It is surprising that, in this study, Asaia couldn't be detected in the lower segment of the same leaf sheath that was infested with the Asaia-infected WBPH in an upper leaf sheath segment (Figure 5), indicating that Asaia is restricted locally to the WBPH feeding sites. This result is consistent with the localized infection of H. defensa in wheat leaves (Li et al., 2018), while contrary to that reported for Rickettsia (Caspi-Fluger et al., 2012; Li et al., 2017c), where Rickettsia move within the phloem and can be detected in the lower adjacent cotton leaves. The Asaia-free WBPHs were all infected with Asaia after feeding on Asaia-infected rice leaves for 7 d (Figure 2C), however this occurred in this study when they were confined to the feeding sites of the Asaia-infected WBPHs. The localized distribution of Asaia in the infected leaf sheath may limit its transmission, while this may be circumvented, to certain extent, by the efficient Asaia inoculation from the donor WBPH to rice plant, the extended Asaia persistence in rice plant, and the gregarious feeding habit of WBPH. The interconnection of these factors may enhance plant-mediated horizontal transmission of Asaia in nature.

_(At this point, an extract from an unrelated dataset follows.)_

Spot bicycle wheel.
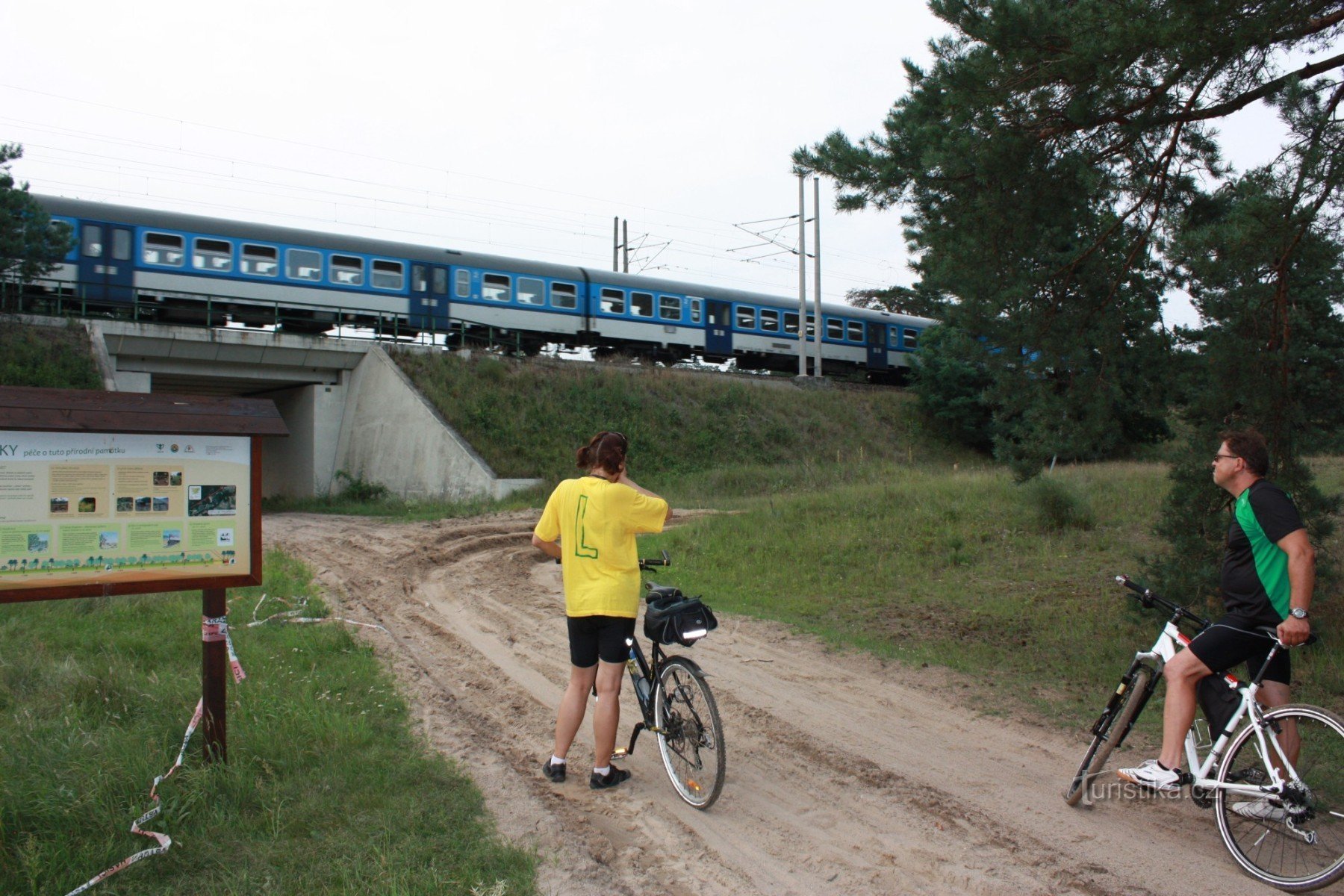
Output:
[1213,704,1344,893]
[653,657,726,809]
[1065,666,1153,806]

Horizontal transmission may serve as a compensatory event to vertical transmission to rescue symbiont loss (Casiraghi et al., 2004) or replace the symbiont (Moran and Yun, 2015) in the host insect to help maintain the symbiont population in nature. In plant-mediated horizontal transmission, plants act as “springboards” for the symbionts to be spread to more host insects (Frago et al., 2012). Plant-mediated transmission of symbiont in WBPH has not been reported previously. Thus, the current results have broadened our understanding of symbiont transmission routes in WBPH. Whether horizontal transmission of Asaia occurs between Asaia-infected WBPH and other planthopper species needs to be investigated in the future, as Asaia has been detected in the small brown planthopper (Laodelphax striatellus) (Li et al., 2017b; Zhang et al., 2019b) and the brown planthopper (N. lugens) (Ojha and Zhang, 2019; Zhang et al., 2019a). Although most symbionts are transmitted vertically (Hosokawa et al., 2007), a recent study shows that, during plant-mediated horizontal transmission, symbionts orally secreted from the herbivorous hosts help suppress plant defenses (Moran and Yun, 2015). Thus, symbionts in herbivorous insects can not only confer numerous ecologically relevant traits to their hosts directly (Oliver et al., 2010), but also influence their hosts indirectly through involvement in insect-plant interactions (Beck et al., 2018) as a component of insect saliva (Zhang et al., 2017).
Conclusions
Altogether, the current results have provided novel evidence showing the plant-mediated horizontal transmission of the bacterial symbiont Asaia between WBPH. The Asaia in the Asaia-infected donor WBPH is transmitted to rice plants quickly and efficiently when the insects feed on the leaf sheaths, and the Asaia in the infected leaf sheaths can also be efficiently acquired by the Asaia-free recipient WBPH when the insects feed on the leaf sheath sites pre-infested by the donor WBPH. The efficient Asaia inoculation from the donor WBPH to rice plants, the extended Asaia persistence in rice plants, and the gregarious feeding habit of WBPH can circumvent the limiting effects of the localized infection of Asaia in rice plants. Furthermore, the Asaia acquired by the Asaia-free recipient WBPH can be vertically transmitted to their offspring. Thus, the horizontal transmission via feeding route, coupled with vertical transmission, can help maintain Asaia in the field WBPH populations.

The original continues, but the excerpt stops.